La prise en charge des dents permanentes immatures nécrosées concerne souvent les incisives maxillaires du fait de leur exposition plus fréquente à des événements traumatiques. Les traumatismes bucco-dentaires affectent en effet préférentiellement les incisives maxillaires permanentes lorsqu’elles se mettent en place sur l’arcade, c’est-à-dire à un stade immature. Si le traumatisme lèse le tissu pulpaire et provoque sa nécrose, la formation radiculaire s’arrête, laissant...


Résumé

Les dents permanentes immatures nécrosées, du fait de leurs caractéristiques anatomiques particulières (foramen apical large, racines courtes, parois radiculaires fines), nécessitent une prise en charge spécifique sur le plan endodontique. L’approche initialement préconisée reposait sur l’induction d’une apexification grâce à un renouvellement intra-canalaire d’hydroxyde de calcium. Les nombreux désavantages de cette approche ont cependant favorisé le développement de nouvelles thérapeutiques, rendues possibles grâce à l’émergence des ciments à base de silicate de calcium (CBSC) ; il s’agit de l’apexification par apport apical de CBSC et de l’endodontie régénérative. Des taux de succès et de survie similaires ont été décrits pour ces deux approches. Cependant les procédures d’endodontie régénérative ont l’avantage de permettre une croissance radiculaire en longueur et en épaisseur ainsi que la prise en charge des dents immatures présentant un apex largement ouvert et divergent.

La prise en charge des dents permanentes immatures nécrosées concerne souvent les incisives maxillaires du fait de leur exposition plus fréquente à des événements traumatiques. Les traumatismes bucco-dentaires affectent en effet préférentiellement les incisives maxillaires permanentes lorsqu’elles se mettent en place sur l’arcade, c’est-à-dire à un stade immature. Si le traumatisme lèse le tissu pulpaire et provoque sa nécrose, la formation radiculaire s’arrête, laissant la dent permanente dans un état immature avec un apex ouvert, une racine courte, un canal large et des parois radiculaires fines ; la sévérité est fonction du stade de maturité radiculaire auquel le traumatisme a eu lieu.

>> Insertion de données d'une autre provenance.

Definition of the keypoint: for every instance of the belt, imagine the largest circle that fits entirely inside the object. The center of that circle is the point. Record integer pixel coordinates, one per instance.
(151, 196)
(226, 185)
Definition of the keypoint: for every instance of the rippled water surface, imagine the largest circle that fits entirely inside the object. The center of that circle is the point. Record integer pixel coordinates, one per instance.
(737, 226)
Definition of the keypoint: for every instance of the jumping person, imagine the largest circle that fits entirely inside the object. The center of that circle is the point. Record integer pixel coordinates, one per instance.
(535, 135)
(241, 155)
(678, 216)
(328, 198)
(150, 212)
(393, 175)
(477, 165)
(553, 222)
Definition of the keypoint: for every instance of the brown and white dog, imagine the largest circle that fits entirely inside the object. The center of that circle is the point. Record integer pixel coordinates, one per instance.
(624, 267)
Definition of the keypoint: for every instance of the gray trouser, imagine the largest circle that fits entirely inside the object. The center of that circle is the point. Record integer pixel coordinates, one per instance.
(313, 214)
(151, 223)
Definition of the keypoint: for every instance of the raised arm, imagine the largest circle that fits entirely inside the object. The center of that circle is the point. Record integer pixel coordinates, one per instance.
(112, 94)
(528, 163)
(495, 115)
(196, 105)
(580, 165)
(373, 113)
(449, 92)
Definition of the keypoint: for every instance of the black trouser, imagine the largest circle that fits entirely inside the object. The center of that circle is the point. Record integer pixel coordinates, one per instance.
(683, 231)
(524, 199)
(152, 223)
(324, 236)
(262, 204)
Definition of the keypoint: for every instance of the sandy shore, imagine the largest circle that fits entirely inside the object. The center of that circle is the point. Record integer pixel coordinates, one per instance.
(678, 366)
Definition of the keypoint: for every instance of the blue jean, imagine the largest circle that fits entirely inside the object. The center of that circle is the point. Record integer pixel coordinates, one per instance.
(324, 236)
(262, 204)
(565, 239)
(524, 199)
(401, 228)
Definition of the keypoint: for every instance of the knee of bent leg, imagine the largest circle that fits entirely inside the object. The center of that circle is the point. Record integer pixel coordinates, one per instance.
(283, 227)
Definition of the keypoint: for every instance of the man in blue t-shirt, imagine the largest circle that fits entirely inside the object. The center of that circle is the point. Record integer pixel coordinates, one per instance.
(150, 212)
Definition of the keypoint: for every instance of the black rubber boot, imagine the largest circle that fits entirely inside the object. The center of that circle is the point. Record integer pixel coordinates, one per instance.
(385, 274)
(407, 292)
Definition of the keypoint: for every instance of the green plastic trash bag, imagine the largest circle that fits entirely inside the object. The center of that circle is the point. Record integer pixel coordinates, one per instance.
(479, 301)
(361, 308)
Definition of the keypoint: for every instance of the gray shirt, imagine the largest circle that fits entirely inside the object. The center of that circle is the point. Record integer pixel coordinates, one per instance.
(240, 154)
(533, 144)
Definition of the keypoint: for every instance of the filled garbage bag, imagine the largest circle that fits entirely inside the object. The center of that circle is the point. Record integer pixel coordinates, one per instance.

La nécrose pulpaire des dents permanentes immatures n’a cependant pas pour seule origine les traumatismes. Elle peut également être provoquée par une anomalie de développement (ex. : dens in dente) ou par une lésion carieuse ; tous les éléments dentaires, y compris les molaires, peuvent donc être concernés. La nécrose pulpaire une fois diagnostiquée nécessite la réalisation d’un traitement endodontique. Dans le cas des dents immatures, la réalisation d’un traitement endodontique conventionnel n’est cependant pas indiquée du fait de l’absence de constriction apicale, condition requise pour la réalisation d’une compaction verticale de la gutta-percha, et de l’impossibilité d’obtenir une bonne étanchéité apicale [1].

Plusieurs techniques ont ainsi été développées pour traiter les dents permanentes immatures nécrosées. Les approches traditionnelles se sont concentrées sur la désinfection endodontique suivie de l’obtention d’une apexification, qui a pour objectif de former une barrière de tissu dur minéralisé à l’apex de la dent. Plus récemment, le développement des techniques d’endodontie régénérative (également appelées techniques de revascularisation ou de revitalisation) a permis un changement de paradigme dans le traitement des dents permanentes immatures nécrosées.

APEXIFICATION

Dans un premier temps, une apexification par renouvellements successifs d’hydroxyde de calcium a été proposée. Cette technique a longtemps fait référence et continue d’être utilisée. Bien qu’elle soit simple à mettre en œuvre, elle présente néanmoins des désavantages majeurs.

• Durée importante du traitement et visites multiples afin d’obtenir un succès thérapeutique (6 à 24 mois) ; il y a donc non seulement un risque de perdre le patient de vue [2], mais également un risque de réinfection en cas de perte d’étanchéité de la restauration coronaire transitoire durant cette période.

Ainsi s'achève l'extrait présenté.